As I approach 70, I’m in much better shape osteo wise than they were.
I have it in my left little finger and had an x-ray of that hand a month ago. It’s in 2 joints and I’ve lost probably 30% of the flex in that one finger. All the other joints in that hand are clear. So I’m hopeful
I’ve been taking GLP1-RA’s for 20 months now. I’ll be tracking my osteo for the next few years but who knows.
BUT what really works for me is Nattokinase. If I miss it for 1 day, I can feel pain in that finger the next day. It only takes one more day to really notice it. Fortunately getting back to my daily dose resolves the pain within 24 hours. The key to this one is like most things, correct dose.

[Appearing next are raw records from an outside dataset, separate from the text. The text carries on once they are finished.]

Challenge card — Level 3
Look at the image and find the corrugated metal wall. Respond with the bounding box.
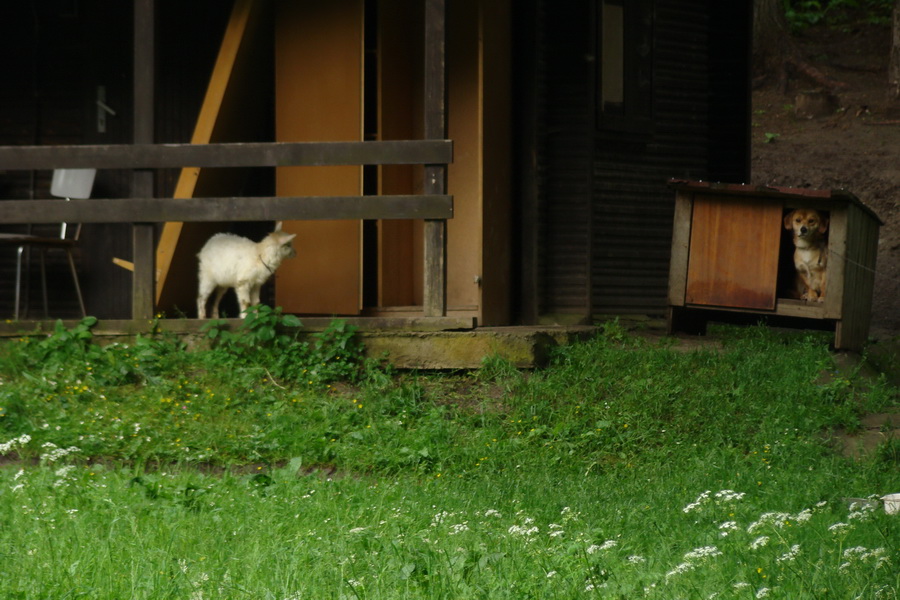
[537,1,593,315]
[537,0,750,315]
[591,0,709,313]
[0,0,231,318]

I posted a study on the effective dose some where on the forum, and it’s quite high. The dose is measured in FU’s (fibrinolytic units). In the study it indicated anything under 8,000 FU’s was not beneficial. The one I use is 5,000 FU’s per gm. I take 10,000 FU’s daily. That’s about 2gm of the product I use. Every source of Nattokinase will have an FU to mg rating so that is an important measure to take into consideration. There are contraindications for Nattokinase so be aware of that.
Thanks, dang had hoped your GLP1 routine would make additional supplements unnecessary. Mine is in both basal thumb joints so high impact on doing almost everything.

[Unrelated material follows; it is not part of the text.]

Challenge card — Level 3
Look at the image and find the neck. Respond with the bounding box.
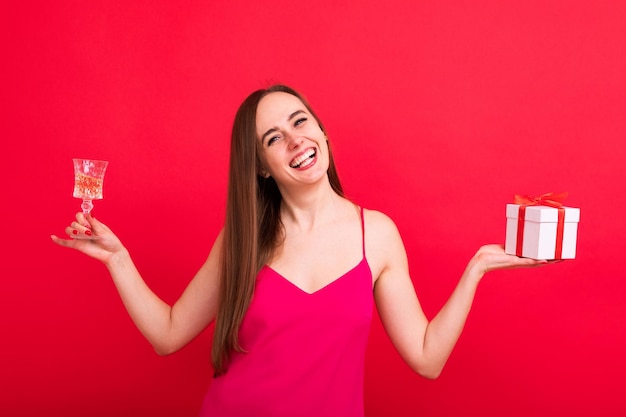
[280,180,344,230]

I’m interested in trying glp1 micro dosing but getting peptides in Canada seems tricky. Do you have a preferred Nattokinase product available in Canada, Or dm? Thanks
This powder is pretty innocuous, no bad flavour. I have this in my super shake every morning. But when I skip my shake I just put it in water and stir it up and drink it down.

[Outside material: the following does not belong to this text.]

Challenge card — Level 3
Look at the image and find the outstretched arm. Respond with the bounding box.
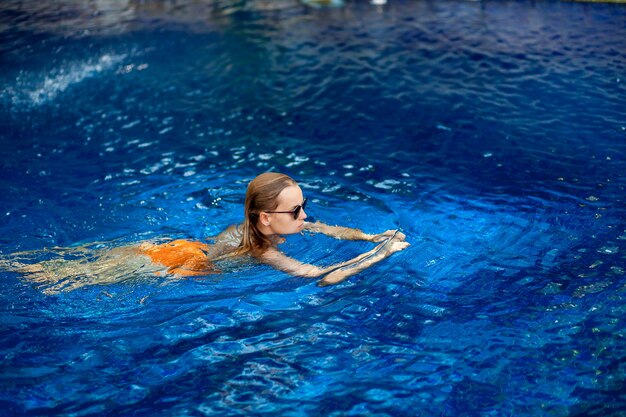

I have a cast iron constitution (as they say), not much bothers my gut but this stuff is not difficult to consume anyway.
I was under the impression that proteolytic enzymes need to be taken on an empty stomach, otherwise they just get wasted on digesting proteins in the stomach contents(?).
I’d hate for you to be wasting it in the smoothies, but I guess if you’re buying it in bulk you’ve got plenty to spare.
I have not done that since I started taking Nattokinase 4 years ago. I think you do bring up a valid point but I have not seen definitive clinical info on either side of this. Mostly speculative commentary based on the “proteolytic” aspect. It does appear to be sensitive to high gastric acid so an empty stomach first thing in the morning has the highest levels of gastric acid…
When people eat Natto as part of their diet, I doubt it’s on an empty stomach and probably part of a meal with more to it than just the natto.?? where benefits have been evaluated in population studies,
This is the study I referenced previously and I can’t see if they used it with or without food. It’s benefits do seem to be very dose dependent which may reflect the consumption protocol.
This is likely impossible to distinguish given that there’s always dramatic weight loss in the published studies. Since incretins don’t have any direct effect on lipids it has to be the loss of liver fat that does it (thus no effect on lipids if visceral fat is already low).
It may be indeed due to dramatic decreases in liver fat, here are several graphs detailing it:
average liver fqat reduction of 50% after 48 weeks on those on 1mg and up
liver fat reduction of 30% were achieved by at least 71% of patients, reduction of >50% was achieved by at least 43%, liver fat reduction of >70% by at least 22% of patients. 80% of patients on the highest dose achieved liver fat reduction of >70%
by week 24, at least 27% had a liver fat content of <5%
Interesting, I’ve heard that the body protects the liver with increases in saturated fat intake by dumping LDL-C into the blood stream, which is why serum LDL-C increases with saturated fats. I don’t know how true this is. But SFA intake is related to liver fat, and LDL-C.